For hub-and-spoke cases, plaintiffs typically must show:
vertical agreements between the hub and each spoke;
a horizontal agreement, tacit understanding, or common commitment among the spokes; and
a restraint in the relevant market caused by that arrangement.
Without the “rim,” the wheel collapses.
C. Proof of effects
Plaintiffs may proceed by:
direct evidence of higher prices, reduced output, worse quality, or restrained competitive incentives; or
indirect evidence through market definition, market power, and likely anticompetitive effect.
As a matter of doctrine, actual detrimental effects can sometimes substitute for a full market-power showing. But many courts remain reluctant to dispense with market definition unless the direct-effects evidence is strong.
D. Two-sided platform complications
If the platform is legally characterized as two-sided, Amex can raise the plaintiff’s burden significantly. The plaintiff may have to prove harm across the platform, not just on one side. That can make algorithmic-collusion claims harder in booking, ad-tech, marketplace, or payment ecosystems.
IV. What Regulators Appear to Be Doing
Current agency activity suggests three trends.
1. Treating algorithmic coordination as ordinary antitrust, not a loophole
DOJ’s RealPage case and the joint FTC/DOJ hotel-room statement make clear that agencies view algorithmic coordination as fully reachable under existing antitrust law.
2. Focusing on data-sharing architecture
Agencies appear especially interested where rivals feed nonpublic, competitively sensitive information into a common system that then generates pricing outputs for them. That architecture looks less like independent optimization and more like a centralized coordination mechanism.
3. Studying surveillance-pricing and individualized pricing ecosystems
FTC’s 2024 orders and 2025 issue spotlight show concern not only with cartel-style coordination but also with AI-driven “surveillance pricing,” where firms use extensive consumer data to target prices. That is not identical to collusion, but it reflects the broader regulatory concern with algorithmic pricing systems built on large data ecosystems. (Fed. Trade Comm’n, FTC Issues Orders to Eight Companies Seeking Information on Surveillance Pricing (July 23, 2024)).
V. Practical Schematic for Litigation
A useful schematic for courts and litigants is:
Algorithm used→ not enough by itself
Common vendor + parallel price increases→ still usually not enough by itself under Section 1
Common vendor + nonpublic rival data sharing + algorithmic recommendations + adherence or constrained independence→ plausible coordination theory
Plus direct effects or market-power evidence→ stronger rule-of-reason case
Plus evidence of explicit agreement among rivals→ strongest path toward per se treatment
VI. Bottom Line
Automated price-fixing claims are being absorbed into existing antitrust doctrine, not replacing it. The core questions remain familiar: Is there an agreement? Is there a restraint in the relevant market? Are there actual adverse effects on competition? Does the conduct fit per se condemnation or require rule-of-reason analysis?
The real doctrinal pressure point is the burden of proving agreement in a digital environment.
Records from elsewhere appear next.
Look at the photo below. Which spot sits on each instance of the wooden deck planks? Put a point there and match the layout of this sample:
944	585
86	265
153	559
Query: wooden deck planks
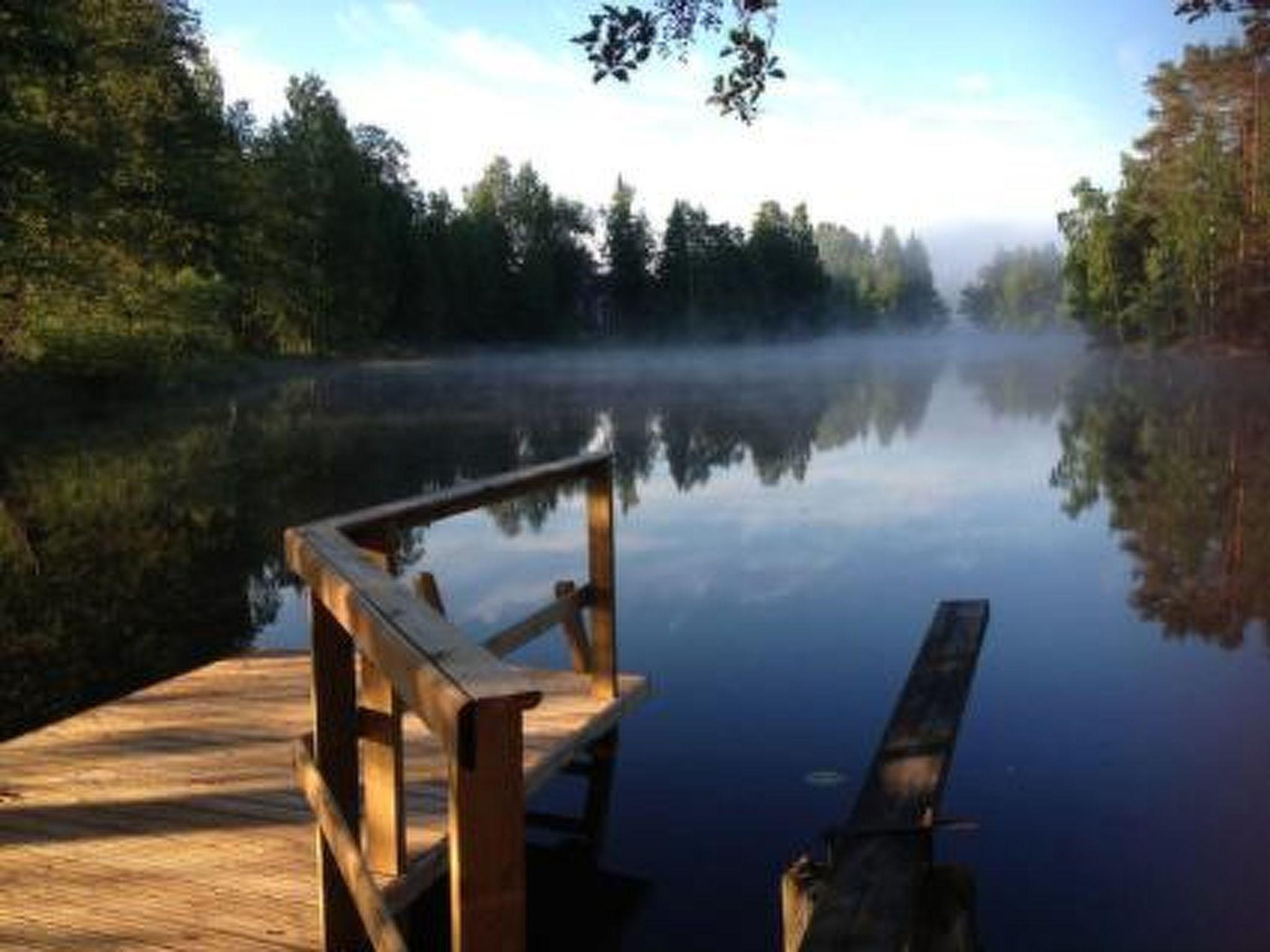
171	819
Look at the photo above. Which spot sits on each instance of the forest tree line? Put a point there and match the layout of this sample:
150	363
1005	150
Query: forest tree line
145	221
1181	248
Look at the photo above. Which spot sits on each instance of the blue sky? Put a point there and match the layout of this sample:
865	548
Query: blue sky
931	115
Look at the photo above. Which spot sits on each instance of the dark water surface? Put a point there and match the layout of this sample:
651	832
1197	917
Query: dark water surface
789	518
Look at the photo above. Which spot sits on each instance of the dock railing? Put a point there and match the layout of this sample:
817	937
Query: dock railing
412	658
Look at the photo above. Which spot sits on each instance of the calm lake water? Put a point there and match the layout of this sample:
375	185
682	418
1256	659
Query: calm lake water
789	517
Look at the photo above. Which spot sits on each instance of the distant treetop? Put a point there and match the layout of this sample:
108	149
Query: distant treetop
618	41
Courts have shown they will not infer unlawful collusion merely because rivals use the same software and prices rise. But where plaintiffs can allege or prove shared nonpublic data flows, algorithmic feedback loops, constrained independent decision-making, and actual market effects, the existing antitrust framework is fully capable of reaching digital collusion. The unsettled frontier is not whether antitrust applies. It is how much algorithmic interdependence, without more, is enough to count as agreement.